Concert

Programme Guide

“I am completely satisfied with your Requiem,” wrote Clara Schumann enthusiastically to Johannes Brahms, who juxtaposed the tragedy of human mortality with the comfort and hope of eternal life in the work. “It is a very powerful piece, and grips the whole person in a way that little else does. The deep seriousness, together with all the magic of poetry has a wonderful, harrowing and soothing effect.” With his German Requiem, Brahms had not created ecclesiastical liturgical music in the classical sense. Rather, the work is a choral cantata based on freely chosen excerpts from the Lutheran Bible which revolve around the basic dualism of life and death, mourning and comfort, transience and transfiguration. There are no intercessions, which are otherwise prominently represented in the Catholic Latin text. Brahms also omits any mention of the redemption of Christ, which is central to the two denominations – something which caused problems at the time: “My Requiem is sung in Bremen every year. But since the name Christ does not occur in it, permission to use the Church is granted only on condition that this deficiency is remedied by a financial contribution.” Textually and musically, each of the seven movements ultimately makes clear just what it is that makes the comforting overall character of this interdenominational requiem: “Death, where is thy sting? O grave, where is thy victory?”

Yannick Nézet-Séguin, future successor to James Levine at the Metropolitan Opera in New York, now conducts Brahms’s Deutsches Requiem in the Berlin Philharmonie. In addition to the orchestra, the performers include the Rundfunkchor Berlin, rehearsed by its chief conductor Gijs Leenaars. The soprano soloist is Hanna-Elisabeth Müller who recently made her debut at the Met. At her side is Wiebke Lehmkuhl who debuted at the Vienna Musikverein and the Lucerne Festival in 2011, and made her first guest appearance at the Salzburg Festival one year after. The demanding baritone role is taken by the Austrian singer Markus Werba.
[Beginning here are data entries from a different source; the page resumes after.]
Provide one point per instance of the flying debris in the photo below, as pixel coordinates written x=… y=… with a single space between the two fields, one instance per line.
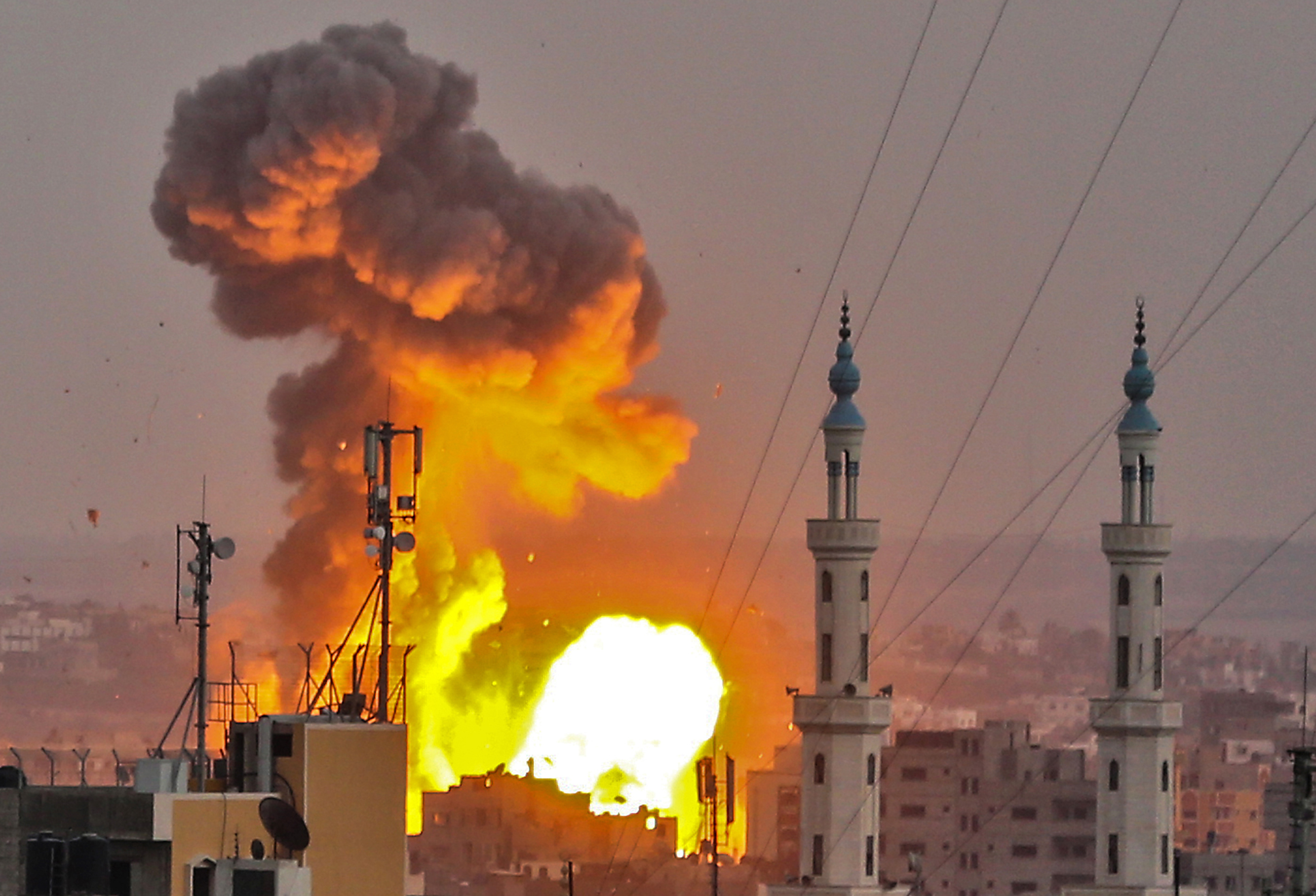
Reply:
x=340 y=187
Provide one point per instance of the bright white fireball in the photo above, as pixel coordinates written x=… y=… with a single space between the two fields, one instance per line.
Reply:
x=624 y=711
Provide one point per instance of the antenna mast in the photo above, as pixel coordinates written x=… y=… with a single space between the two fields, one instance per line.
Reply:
x=199 y=569
x=382 y=512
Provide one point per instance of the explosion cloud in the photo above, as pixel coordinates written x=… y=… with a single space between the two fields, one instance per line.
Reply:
x=340 y=187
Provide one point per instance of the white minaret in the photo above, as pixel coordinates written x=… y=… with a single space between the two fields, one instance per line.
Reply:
x=841 y=724
x=1136 y=724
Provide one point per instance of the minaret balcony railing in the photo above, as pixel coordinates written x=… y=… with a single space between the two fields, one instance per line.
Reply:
x=844 y=536
x=843 y=715
x=1136 y=540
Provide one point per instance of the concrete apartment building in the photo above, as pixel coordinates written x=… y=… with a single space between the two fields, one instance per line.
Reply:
x=987 y=812
x=493 y=833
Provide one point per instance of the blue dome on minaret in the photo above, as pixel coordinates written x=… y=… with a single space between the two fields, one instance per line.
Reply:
x=1139 y=386
x=844 y=379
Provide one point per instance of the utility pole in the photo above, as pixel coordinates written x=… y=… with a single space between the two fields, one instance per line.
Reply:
x=1302 y=814
x=382 y=512
x=706 y=778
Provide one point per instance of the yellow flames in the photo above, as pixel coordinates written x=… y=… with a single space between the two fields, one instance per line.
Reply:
x=624 y=713
x=341 y=187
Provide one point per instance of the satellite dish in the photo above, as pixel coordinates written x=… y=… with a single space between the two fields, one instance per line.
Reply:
x=283 y=824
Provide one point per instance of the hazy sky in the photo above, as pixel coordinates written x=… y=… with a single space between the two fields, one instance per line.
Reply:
x=740 y=136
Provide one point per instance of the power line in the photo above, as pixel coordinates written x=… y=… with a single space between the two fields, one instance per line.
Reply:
x=1165 y=361
x=991 y=610
x=1065 y=501
x=817 y=313
x=1170 y=650
x=1168 y=355
x=799 y=361
x=1028 y=313
x=910 y=220
x=1238 y=237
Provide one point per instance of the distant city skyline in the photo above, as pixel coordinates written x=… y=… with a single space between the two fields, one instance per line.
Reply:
x=740 y=143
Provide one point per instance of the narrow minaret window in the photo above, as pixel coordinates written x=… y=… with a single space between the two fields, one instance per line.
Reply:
x=852 y=487
x=833 y=490
x=1129 y=487
x=1157 y=669
x=1147 y=475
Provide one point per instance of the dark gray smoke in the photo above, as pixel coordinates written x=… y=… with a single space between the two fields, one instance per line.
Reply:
x=340 y=186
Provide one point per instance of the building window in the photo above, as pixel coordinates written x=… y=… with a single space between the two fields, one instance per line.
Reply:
x=1156 y=663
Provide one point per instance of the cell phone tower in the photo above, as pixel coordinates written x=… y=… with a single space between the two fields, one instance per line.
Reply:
x=382 y=512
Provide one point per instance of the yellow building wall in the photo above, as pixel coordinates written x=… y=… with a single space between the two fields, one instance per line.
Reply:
x=204 y=825
x=354 y=802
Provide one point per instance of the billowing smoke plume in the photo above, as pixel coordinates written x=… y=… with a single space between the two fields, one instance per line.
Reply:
x=339 y=186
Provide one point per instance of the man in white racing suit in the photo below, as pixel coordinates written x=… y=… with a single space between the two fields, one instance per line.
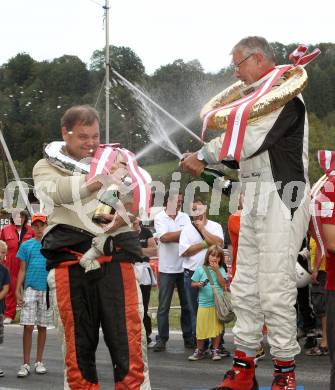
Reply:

The concert opens with Carl Philipp Emanuel Bach’s motet “Heilig ist Gott”, composed in 1776 – a ceremonial theophany for contralto, double choir and orchestra, which occasioned the Bach son to employ the full range of tonality at his disposal. Despite its masterful design, the music conveys an impression of the greatest simplicity: “This ʻHeiligʼ,” according to the composer, “is an attempt [...] to attract far greater attention and sensation through ordinary harmonic progressions than any anguished chromaticism is able to achieve. It is my swan song [...], and should serve to ensure that after my death I am not too soon forgotten.”